We are in awe of our workers who open their hearts each day as they;
- Deal with addictions and mental health episodes like delusions, anger outbursts, paranoia, and violence;
- Respond daily to multiple overdoses and deal with long-term effects like acquired brain injury;
- Respond to those who need a bed when the shelters are always full
- Deal with head lice, bed bugs and cockroaches;
- Provide meals and support for up to 400 people each day at St. John’s Kitchen;
- Accept the harshness of winter which means there is a desperate urgency around the meals, washrooms, showers, and harm reduction supports;
- Doing the work of opening up warming spaces by taking extra shifts during frigid cold spells;
- Visiting encampments to support those who are living in inhuman conditions;
- Providing care to those with medical needs such as congestive heart failure, diabetes, punctured lungs, incontinence, amputations, frostbite, and cancer;
Yet in the midst of all this, shelter workers have assisted 75 people this year to move from shelter to various social or supportive housing.

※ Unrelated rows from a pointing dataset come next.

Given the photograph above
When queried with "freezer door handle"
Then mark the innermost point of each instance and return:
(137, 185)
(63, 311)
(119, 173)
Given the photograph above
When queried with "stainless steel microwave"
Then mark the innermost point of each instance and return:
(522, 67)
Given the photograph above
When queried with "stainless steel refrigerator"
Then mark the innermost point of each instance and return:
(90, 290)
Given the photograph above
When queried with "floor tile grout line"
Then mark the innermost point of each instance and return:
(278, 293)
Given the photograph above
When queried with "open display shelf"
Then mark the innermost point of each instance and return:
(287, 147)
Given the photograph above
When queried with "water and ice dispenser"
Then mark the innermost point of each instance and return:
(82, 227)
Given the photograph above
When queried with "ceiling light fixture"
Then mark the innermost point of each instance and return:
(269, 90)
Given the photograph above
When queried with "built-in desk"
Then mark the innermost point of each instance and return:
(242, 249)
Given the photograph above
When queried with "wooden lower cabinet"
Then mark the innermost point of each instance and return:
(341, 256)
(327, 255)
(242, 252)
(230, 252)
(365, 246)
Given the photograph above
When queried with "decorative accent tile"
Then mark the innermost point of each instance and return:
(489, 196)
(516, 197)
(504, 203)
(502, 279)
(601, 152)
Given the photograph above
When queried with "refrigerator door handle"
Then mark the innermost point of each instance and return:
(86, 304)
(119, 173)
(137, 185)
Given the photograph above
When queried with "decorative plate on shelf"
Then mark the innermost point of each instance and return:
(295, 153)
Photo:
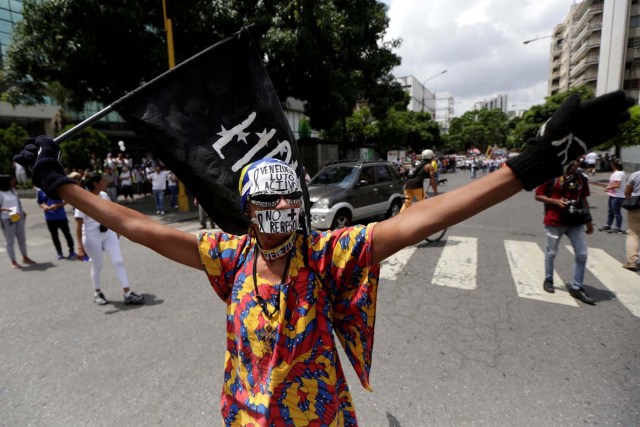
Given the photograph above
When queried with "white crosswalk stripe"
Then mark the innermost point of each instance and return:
(623, 283)
(31, 242)
(526, 260)
(390, 267)
(458, 264)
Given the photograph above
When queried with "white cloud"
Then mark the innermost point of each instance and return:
(479, 43)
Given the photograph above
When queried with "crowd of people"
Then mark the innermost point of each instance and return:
(290, 292)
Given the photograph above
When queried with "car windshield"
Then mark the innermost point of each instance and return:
(335, 176)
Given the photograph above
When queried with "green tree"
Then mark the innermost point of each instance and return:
(76, 151)
(329, 53)
(403, 128)
(11, 142)
(629, 131)
(479, 129)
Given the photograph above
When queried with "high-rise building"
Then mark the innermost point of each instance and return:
(421, 99)
(498, 102)
(598, 46)
(10, 15)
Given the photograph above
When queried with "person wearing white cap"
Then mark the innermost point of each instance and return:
(289, 292)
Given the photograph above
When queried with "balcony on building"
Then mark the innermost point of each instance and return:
(587, 47)
(584, 16)
(586, 33)
(586, 62)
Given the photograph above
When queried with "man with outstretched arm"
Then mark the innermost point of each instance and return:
(288, 292)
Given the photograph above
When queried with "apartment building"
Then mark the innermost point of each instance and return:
(597, 45)
(439, 105)
(498, 102)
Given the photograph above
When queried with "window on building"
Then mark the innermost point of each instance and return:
(632, 64)
(631, 84)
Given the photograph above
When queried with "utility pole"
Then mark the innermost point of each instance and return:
(183, 201)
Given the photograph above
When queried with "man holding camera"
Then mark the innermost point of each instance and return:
(567, 212)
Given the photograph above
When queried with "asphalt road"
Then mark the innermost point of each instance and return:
(443, 356)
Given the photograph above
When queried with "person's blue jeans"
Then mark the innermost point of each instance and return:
(158, 195)
(173, 192)
(614, 211)
(577, 237)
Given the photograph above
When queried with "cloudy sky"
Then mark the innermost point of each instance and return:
(479, 42)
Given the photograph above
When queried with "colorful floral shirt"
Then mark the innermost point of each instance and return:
(284, 370)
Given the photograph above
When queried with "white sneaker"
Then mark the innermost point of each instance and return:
(99, 298)
(133, 298)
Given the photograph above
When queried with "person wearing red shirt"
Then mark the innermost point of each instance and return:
(559, 195)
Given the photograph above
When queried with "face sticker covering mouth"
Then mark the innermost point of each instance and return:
(277, 221)
(265, 179)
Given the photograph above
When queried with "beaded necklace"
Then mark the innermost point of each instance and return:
(261, 301)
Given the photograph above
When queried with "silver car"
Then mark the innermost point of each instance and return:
(349, 191)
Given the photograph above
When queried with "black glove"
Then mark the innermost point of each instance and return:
(41, 155)
(573, 129)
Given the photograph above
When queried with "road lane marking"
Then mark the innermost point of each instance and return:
(526, 261)
(31, 241)
(458, 263)
(623, 283)
(390, 267)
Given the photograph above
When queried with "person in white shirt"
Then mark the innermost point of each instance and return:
(615, 190)
(158, 180)
(21, 173)
(172, 186)
(12, 220)
(590, 161)
(93, 238)
(125, 184)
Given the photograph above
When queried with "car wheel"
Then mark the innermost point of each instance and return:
(394, 209)
(341, 220)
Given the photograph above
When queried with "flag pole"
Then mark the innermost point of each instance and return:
(83, 124)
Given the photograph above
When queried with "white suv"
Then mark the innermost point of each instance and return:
(349, 191)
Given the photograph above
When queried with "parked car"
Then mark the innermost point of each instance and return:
(348, 191)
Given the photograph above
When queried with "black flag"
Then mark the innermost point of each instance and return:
(209, 117)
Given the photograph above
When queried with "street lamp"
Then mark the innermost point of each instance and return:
(434, 76)
(537, 38)
(434, 95)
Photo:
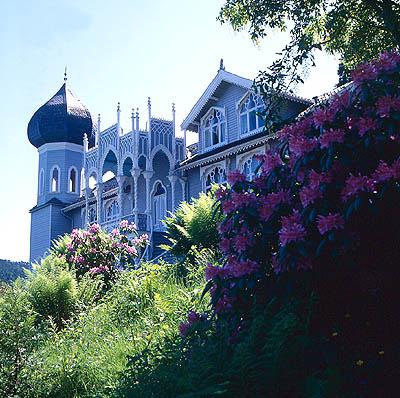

TWC has specialized in providing spaces that are low barrier with deep harm reduction. This is the work of building a community of trust for people who could not make it in the shelter system.
It is here that we witness the piling on of trauma, anxiety, confusion, and drug seeking. Dealing with the violence, the hoarding, the bone crushing pain of drug withdrawal. It requires a commitment to hold people with compassionate loving care. It is necessary work. To NOT do this means pushing people out into the cold. The despair, embitterment and abandonment will only pile higher.
The despair is already there – the lack of housing options, the scarcity of meaningful work, the lack of nurturing relationships – are voids that drugs fill, that worsen mental health. The drugs merely mask over what has been lost.
Is addiction, mental health decline and homelessness the definition of chaos, or is chaos a society that allows these realities to proliferate?
Determined Hope is partly the ability to see far down the road, to hold on to the belief that change happens over time. It is people acting into justice that provoke new ways of thinking. It is the culture that changes over time, as more people grasp the change that is possible.
When there were 250 people without shelter in November 2019, change was coming. TWC responded, working with the Region to open up shelter spaces. The narrative was no longer who deserved shelter and who did not. The question was how to create low barrier spaces that recognized a crisis that was leaving hundreds of people in the cold. Out of the depths of despair, new systems of justice and equality emerge. The work is just starting.